Implementing escalation strategies begins with identifying when such actions are necessary. Here are tips to recognize these opportunities:

  • Maintain clear communication, setting explicit expectations and timelines for change.
  • Establish concrete, achievable goals for each engagement, ensuring both parties understand the desired outcomes.
  • Document all interactions and responses to maintain a record of engagement efforts and outcomes.
  • Foster a collaborative rather than confrontational relationship to encourage openness and constructive dialogues.

Leveraging Technology:

Technology plays a pivotal role in streamlining escalation efforts. For instance:

  • Tools like the Maanch Engagement Tracker can help investors monitor ESG performance, engagement outcomes, and track progress over time.
  • Utilise data analytics to identify trends and issues that may warrant escalation.
  • Organise and manage shareholder proposals more efficiently.

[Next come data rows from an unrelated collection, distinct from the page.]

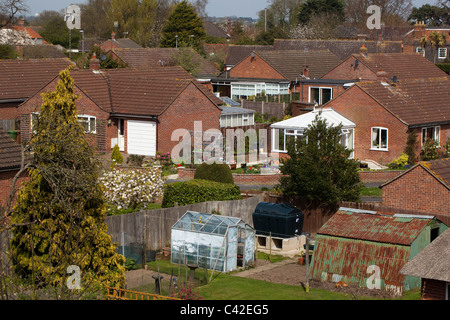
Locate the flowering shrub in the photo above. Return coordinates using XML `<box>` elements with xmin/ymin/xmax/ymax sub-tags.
<box><xmin>100</xmin><ymin>168</ymin><xmax>165</xmax><ymax>210</ymax></box>
<box><xmin>169</xmin><ymin>281</ymin><xmax>202</xmax><ymax>300</ymax></box>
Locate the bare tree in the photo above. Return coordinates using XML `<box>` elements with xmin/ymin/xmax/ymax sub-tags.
<box><xmin>0</xmin><ymin>0</ymin><xmax>28</xmax><ymax>28</ymax></box>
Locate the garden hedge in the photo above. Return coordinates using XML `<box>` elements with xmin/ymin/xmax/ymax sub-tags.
<box><xmin>193</xmin><ymin>163</ymin><xmax>234</xmax><ymax>184</ymax></box>
<box><xmin>162</xmin><ymin>179</ymin><xmax>242</xmax><ymax>208</ymax></box>
<box><xmin>436</xmin><ymin>63</ymin><xmax>450</xmax><ymax>74</ymax></box>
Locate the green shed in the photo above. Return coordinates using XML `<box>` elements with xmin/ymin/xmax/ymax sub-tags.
<box><xmin>309</xmin><ymin>208</ymin><xmax>448</xmax><ymax>297</ymax></box>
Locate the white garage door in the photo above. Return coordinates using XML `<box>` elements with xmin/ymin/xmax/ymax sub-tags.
<box><xmin>127</xmin><ymin>120</ymin><xmax>157</xmax><ymax>156</ymax></box>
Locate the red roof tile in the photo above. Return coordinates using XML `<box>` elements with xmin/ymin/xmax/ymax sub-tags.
<box><xmin>0</xmin><ymin>58</ymin><xmax>75</xmax><ymax>101</ymax></box>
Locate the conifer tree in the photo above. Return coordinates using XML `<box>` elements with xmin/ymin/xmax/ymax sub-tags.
<box><xmin>9</xmin><ymin>67</ymin><xmax>125</xmax><ymax>298</ymax></box>
<box><xmin>159</xmin><ymin>0</ymin><xmax>206</xmax><ymax>52</ymax></box>
<box><xmin>277</xmin><ymin>114</ymin><xmax>362</xmax><ymax>206</ymax></box>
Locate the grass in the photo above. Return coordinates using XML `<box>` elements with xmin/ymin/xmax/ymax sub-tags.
<box><xmin>143</xmin><ymin>259</ymin><xmax>420</xmax><ymax>300</ymax></box>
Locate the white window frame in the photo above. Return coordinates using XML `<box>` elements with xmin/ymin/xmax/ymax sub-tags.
<box><xmin>30</xmin><ymin>112</ymin><xmax>39</xmax><ymax>133</ymax></box>
<box><xmin>438</xmin><ymin>48</ymin><xmax>447</xmax><ymax>59</ymax></box>
<box><xmin>78</xmin><ymin>115</ymin><xmax>97</xmax><ymax>134</ymax></box>
<box><xmin>422</xmin><ymin>126</ymin><xmax>440</xmax><ymax>146</ymax></box>
<box><xmin>371</xmin><ymin>127</ymin><xmax>389</xmax><ymax>151</ymax></box>
<box><xmin>416</xmin><ymin>47</ymin><xmax>425</xmax><ymax>57</ymax></box>
<box><xmin>309</xmin><ymin>87</ymin><xmax>333</xmax><ymax>105</ymax></box>
<box><xmin>272</xmin><ymin>128</ymin><xmax>304</xmax><ymax>153</ymax></box>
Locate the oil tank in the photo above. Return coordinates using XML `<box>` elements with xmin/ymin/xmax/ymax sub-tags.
<box><xmin>252</xmin><ymin>202</ymin><xmax>304</xmax><ymax>238</ymax></box>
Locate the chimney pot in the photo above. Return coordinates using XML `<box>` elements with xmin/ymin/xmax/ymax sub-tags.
<box><xmin>90</xmin><ymin>53</ymin><xmax>100</xmax><ymax>71</ymax></box>
<box><xmin>360</xmin><ymin>44</ymin><xmax>368</xmax><ymax>57</ymax></box>
<box><xmin>302</xmin><ymin>65</ymin><xmax>309</xmax><ymax>78</ymax></box>
<box><xmin>376</xmin><ymin>70</ymin><xmax>388</xmax><ymax>82</ymax></box>
<box><xmin>111</xmin><ymin>32</ymin><xmax>116</xmax><ymax>40</ymax></box>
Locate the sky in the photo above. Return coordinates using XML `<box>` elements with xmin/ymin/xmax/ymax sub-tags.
<box><xmin>25</xmin><ymin>0</ymin><xmax>436</xmax><ymax>19</ymax></box>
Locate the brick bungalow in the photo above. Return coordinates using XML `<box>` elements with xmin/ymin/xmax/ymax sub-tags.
<box><xmin>320</xmin><ymin>76</ymin><xmax>450</xmax><ymax>165</ymax></box>
<box><xmin>381</xmin><ymin>158</ymin><xmax>450</xmax><ymax>216</ymax></box>
<box><xmin>401</xmin><ymin>228</ymin><xmax>450</xmax><ymax>300</ymax></box>
<box><xmin>212</xmin><ymin>49</ymin><xmax>342</xmax><ymax>101</ymax></box>
<box><xmin>0</xmin><ymin>58</ymin><xmax>75</xmax><ymax>122</ymax></box>
<box><xmin>18</xmin><ymin>62</ymin><xmax>223</xmax><ymax>157</ymax></box>
<box><xmin>0</xmin><ymin>127</ymin><xmax>29</xmax><ymax>210</ymax></box>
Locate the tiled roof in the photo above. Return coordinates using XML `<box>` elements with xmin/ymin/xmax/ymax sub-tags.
<box><xmin>65</xmin><ymin>67</ymin><xmax>222</xmax><ymax>117</ymax></box>
<box><xmin>0</xmin><ymin>127</ymin><xmax>23</xmax><ymax>171</ymax></box>
<box><xmin>104</xmin><ymin>38</ymin><xmax>142</xmax><ymax>49</ymax></box>
<box><xmin>11</xmin><ymin>26</ymin><xmax>43</xmax><ymax>39</ymax></box>
<box><xmin>319</xmin><ymin>210</ymin><xmax>431</xmax><ymax>245</ymax></box>
<box><xmin>256</xmin><ymin>50</ymin><xmax>342</xmax><ymax>80</ymax></box>
<box><xmin>111</xmin><ymin>48</ymin><xmax>220</xmax><ymax>77</ymax></box>
<box><xmin>273</xmin><ymin>39</ymin><xmax>403</xmax><ymax>60</ymax></box>
<box><xmin>351</xmin><ymin>53</ymin><xmax>449</xmax><ymax>81</ymax></box>
<box><xmin>358</xmin><ymin>77</ymin><xmax>450</xmax><ymax>126</ymax></box>
<box><xmin>421</xmin><ymin>158</ymin><xmax>450</xmax><ymax>188</ymax></box>
<box><xmin>203</xmin><ymin>21</ymin><xmax>228</xmax><ymax>39</ymax></box>
<box><xmin>0</xmin><ymin>58</ymin><xmax>75</xmax><ymax>101</ymax></box>
<box><xmin>225</xmin><ymin>44</ymin><xmax>274</xmax><ymax>66</ymax></box>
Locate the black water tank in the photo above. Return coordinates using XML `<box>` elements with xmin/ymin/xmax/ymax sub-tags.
<box><xmin>252</xmin><ymin>202</ymin><xmax>304</xmax><ymax>238</ymax></box>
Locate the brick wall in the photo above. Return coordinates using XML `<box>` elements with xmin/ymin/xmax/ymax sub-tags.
<box><xmin>326</xmin><ymin>85</ymin><xmax>409</xmax><ymax>164</ymax></box>
<box><xmin>421</xmin><ymin>278</ymin><xmax>448</xmax><ymax>300</ymax></box>
<box><xmin>18</xmin><ymin>78</ymin><xmax>111</xmax><ymax>153</ymax></box>
<box><xmin>382</xmin><ymin>165</ymin><xmax>450</xmax><ymax>216</ymax></box>
<box><xmin>158</xmin><ymin>82</ymin><xmax>222</xmax><ymax>155</ymax></box>
<box><xmin>230</xmin><ymin>54</ymin><xmax>286</xmax><ymax>80</ymax></box>
<box><xmin>0</xmin><ymin>169</ymin><xmax>29</xmax><ymax>209</ymax></box>
<box><xmin>0</xmin><ymin>102</ymin><xmax>22</xmax><ymax>120</ymax></box>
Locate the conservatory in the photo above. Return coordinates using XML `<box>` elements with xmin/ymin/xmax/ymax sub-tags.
<box><xmin>271</xmin><ymin>108</ymin><xmax>356</xmax><ymax>157</ymax></box>
<box><xmin>171</xmin><ymin>211</ymin><xmax>255</xmax><ymax>272</ymax></box>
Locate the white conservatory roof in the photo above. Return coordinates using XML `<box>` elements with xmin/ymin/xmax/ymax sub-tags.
<box><xmin>271</xmin><ymin>108</ymin><xmax>356</xmax><ymax>130</ymax></box>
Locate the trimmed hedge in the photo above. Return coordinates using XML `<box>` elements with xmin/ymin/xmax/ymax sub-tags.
<box><xmin>194</xmin><ymin>163</ymin><xmax>234</xmax><ymax>184</ymax></box>
<box><xmin>162</xmin><ymin>179</ymin><xmax>242</xmax><ymax>208</ymax></box>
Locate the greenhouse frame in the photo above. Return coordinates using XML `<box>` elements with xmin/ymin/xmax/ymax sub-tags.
<box><xmin>171</xmin><ymin>211</ymin><xmax>255</xmax><ymax>272</ymax></box>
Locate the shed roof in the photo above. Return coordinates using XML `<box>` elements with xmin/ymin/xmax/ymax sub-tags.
<box><xmin>318</xmin><ymin>209</ymin><xmax>433</xmax><ymax>246</ymax></box>
<box><xmin>400</xmin><ymin>228</ymin><xmax>450</xmax><ymax>282</ymax></box>
<box><xmin>221</xmin><ymin>106</ymin><xmax>256</xmax><ymax>115</ymax></box>
<box><xmin>271</xmin><ymin>108</ymin><xmax>355</xmax><ymax>130</ymax></box>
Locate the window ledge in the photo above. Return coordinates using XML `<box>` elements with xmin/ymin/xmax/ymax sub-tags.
<box><xmin>370</xmin><ymin>148</ymin><xmax>389</xmax><ymax>152</ymax></box>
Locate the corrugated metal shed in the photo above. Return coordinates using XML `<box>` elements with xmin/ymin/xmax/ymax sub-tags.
<box><xmin>309</xmin><ymin>208</ymin><xmax>439</xmax><ymax>295</ymax></box>
<box><xmin>318</xmin><ymin>209</ymin><xmax>432</xmax><ymax>245</ymax></box>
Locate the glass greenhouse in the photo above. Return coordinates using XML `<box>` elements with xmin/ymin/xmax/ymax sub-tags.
<box><xmin>171</xmin><ymin>211</ymin><xmax>255</xmax><ymax>272</ymax></box>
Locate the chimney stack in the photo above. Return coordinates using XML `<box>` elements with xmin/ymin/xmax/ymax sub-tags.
<box><xmin>414</xmin><ymin>21</ymin><xmax>426</xmax><ymax>39</ymax></box>
<box><xmin>360</xmin><ymin>44</ymin><xmax>368</xmax><ymax>57</ymax></box>
<box><xmin>90</xmin><ymin>52</ymin><xmax>100</xmax><ymax>71</ymax></box>
<box><xmin>227</xmin><ymin>19</ymin><xmax>231</xmax><ymax>37</ymax></box>
<box><xmin>111</xmin><ymin>32</ymin><xmax>116</xmax><ymax>41</ymax></box>
<box><xmin>302</xmin><ymin>66</ymin><xmax>309</xmax><ymax>78</ymax></box>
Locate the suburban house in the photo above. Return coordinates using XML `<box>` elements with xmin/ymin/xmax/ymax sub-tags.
<box><xmin>309</xmin><ymin>208</ymin><xmax>448</xmax><ymax>296</ymax></box>
<box><xmin>381</xmin><ymin>158</ymin><xmax>450</xmax><ymax>216</ymax></box>
<box><xmin>212</xmin><ymin>49</ymin><xmax>342</xmax><ymax>100</ymax></box>
<box><xmin>400</xmin><ymin>228</ymin><xmax>450</xmax><ymax>300</ymax></box>
<box><xmin>223</xmin><ymin>44</ymin><xmax>273</xmax><ymax>70</ymax></box>
<box><xmin>403</xmin><ymin>21</ymin><xmax>450</xmax><ymax>63</ymax></box>
<box><xmin>316</xmin><ymin>76</ymin><xmax>450</xmax><ymax>165</ymax></box>
<box><xmin>0</xmin><ymin>58</ymin><xmax>75</xmax><ymax>135</ymax></box>
<box><xmin>0</xmin><ymin>127</ymin><xmax>29</xmax><ymax>209</ymax></box>
<box><xmin>18</xmin><ymin>63</ymin><xmax>224</xmax><ymax>157</ymax></box>
<box><xmin>98</xmin><ymin>33</ymin><xmax>143</xmax><ymax>52</ymax></box>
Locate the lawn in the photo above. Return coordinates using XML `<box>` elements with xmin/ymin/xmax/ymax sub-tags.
<box><xmin>143</xmin><ymin>259</ymin><xmax>420</xmax><ymax>301</ymax></box>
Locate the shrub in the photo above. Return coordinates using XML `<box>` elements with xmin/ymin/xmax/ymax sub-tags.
<box><xmin>111</xmin><ymin>145</ymin><xmax>123</xmax><ymax>168</ymax></box>
<box><xmin>127</xmin><ymin>154</ymin><xmax>145</xmax><ymax>167</ymax></box>
<box><xmin>194</xmin><ymin>163</ymin><xmax>234</xmax><ymax>184</ymax></box>
<box><xmin>170</xmin><ymin>281</ymin><xmax>202</xmax><ymax>300</ymax></box>
<box><xmin>162</xmin><ymin>179</ymin><xmax>242</xmax><ymax>208</ymax></box>
<box><xmin>100</xmin><ymin>168</ymin><xmax>165</xmax><ymax>210</ymax></box>
<box><xmin>389</xmin><ymin>153</ymin><xmax>409</xmax><ymax>169</ymax></box>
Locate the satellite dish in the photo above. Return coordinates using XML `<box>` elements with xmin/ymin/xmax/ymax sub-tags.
<box><xmin>355</xmin><ymin>59</ymin><xmax>359</xmax><ymax>67</ymax></box>
<box><xmin>65</xmin><ymin>5</ymin><xmax>81</xmax><ymax>30</ymax></box>
<box><xmin>100</xmin><ymin>54</ymin><xmax>107</xmax><ymax>61</ymax></box>
<box><xmin>392</xmin><ymin>75</ymin><xmax>398</xmax><ymax>83</ymax></box>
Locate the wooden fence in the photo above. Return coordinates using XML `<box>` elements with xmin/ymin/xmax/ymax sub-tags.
<box><xmin>242</xmin><ymin>101</ymin><xmax>287</xmax><ymax>120</ymax></box>
<box><xmin>104</xmin><ymin>286</ymin><xmax>179</xmax><ymax>300</ymax></box>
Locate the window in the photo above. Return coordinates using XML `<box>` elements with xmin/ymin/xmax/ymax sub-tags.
<box><xmin>422</xmin><ymin>126</ymin><xmax>440</xmax><ymax>145</ymax></box>
<box><xmin>371</xmin><ymin>127</ymin><xmax>388</xmax><ymax>150</ymax></box>
<box><xmin>416</xmin><ymin>47</ymin><xmax>425</xmax><ymax>56</ymax></box>
<box><xmin>272</xmin><ymin>128</ymin><xmax>304</xmax><ymax>152</ymax></box>
<box><xmin>30</xmin><ymin>112</ymin><xmax>39</xmax><ymax>133</ymax></box>
<box><xmin>438</xmin><ymin>48</ymin><xmax>448</xmax><ymax>59</ymax></box>
<box><xmin>78</xmin><ymin>115</ymin><xmax>96</xmax><ymax>133</ymax></box>
<box><xmin>309</xmin><ymin>87</ymin><xmax>333</xmax><ymax>105</ymax></box>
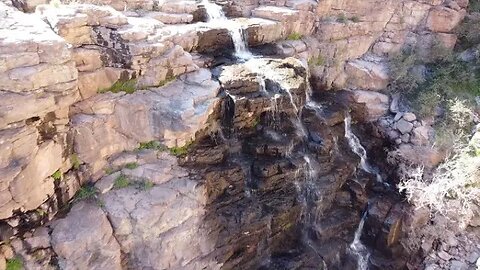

Overcoming Challenges in Escalation:

Transitioning from passive to active stewardship presents challenges but also pathways to meaningful impact. A common hurdle is resistance from companies, often hesitant to alter established practices. Investors might also face difficulties in assessing the right moment for escalation or in harnessing sufficient support for their initiatives.

To navigate these obstacles, building a solid foundation of research and data proves invaluable, empowering investors to present compelling arguments. Establishing alliances with like-minded stakeholders can amplify the call for change, creating a unified front that’s harder for companies to ignore. Technology, such as the Maanch Engagement Tracker, offers critical support, streamlining data analysis and facilitating effective communication. By embracing these strategies, investors overcome barriers, paving the way for more transparent, accountable, and sustainable corporate practices.

For more keen insights  A PRACTICAL GUIDE TO ACTIVE OWNERSHIP IN LISTED EQUITY by the UNPRI is a good resource.


“If you only engage after a crisis it had better be to offer a constructive way through. It’s far better to have developed a trusted relationship and helped them proactively address the issue, ahead of it becoming a problem.”

– Alison Ewings, Engagement Program Lead, Regnan

In summary:

The future of stewardship stands at a pivotal juncture, where the move towards active engagement sets a new standard for investment practices. The value of active stewardship cannot be overstated, as it propels companies towards sustainable, transparent, and accountable practices, ultimately leading to a more resilient and prosperous global economy.

Key Takeaways:

  • Active Stewardship Drives Change: With clear strategies and goals, active stewardship leads to significant improvements in corporate behaviour.
  • Technology is a Catalyst: It boosts the capacity to pinpoint escalation opportunities and track the effectiveness of engagement initiatives.
  • Collaboration Amplifies Impact: Working together enhances the push for greater corporate transparency and accountability.
  • Structured Approach to Escalation: Utilising technological tools and adhering to best engagement practices enables investors to foster positive developments.

Active stewardship, despite its challenges such as cost and resourcing, finds a powerful ally in technology. Asset managers can leverage innovations to efficiently drive outcomes, sidestepping traditional hurdles and distinguishing their strategies in the market. This approach not only bolsters engagement effectiveness but also ensures investments contribute to global betterment while yielding returns. By embracing technology, collaborating strategically, and continuously engaging, asset managers become pivotal in fostering sustainable change.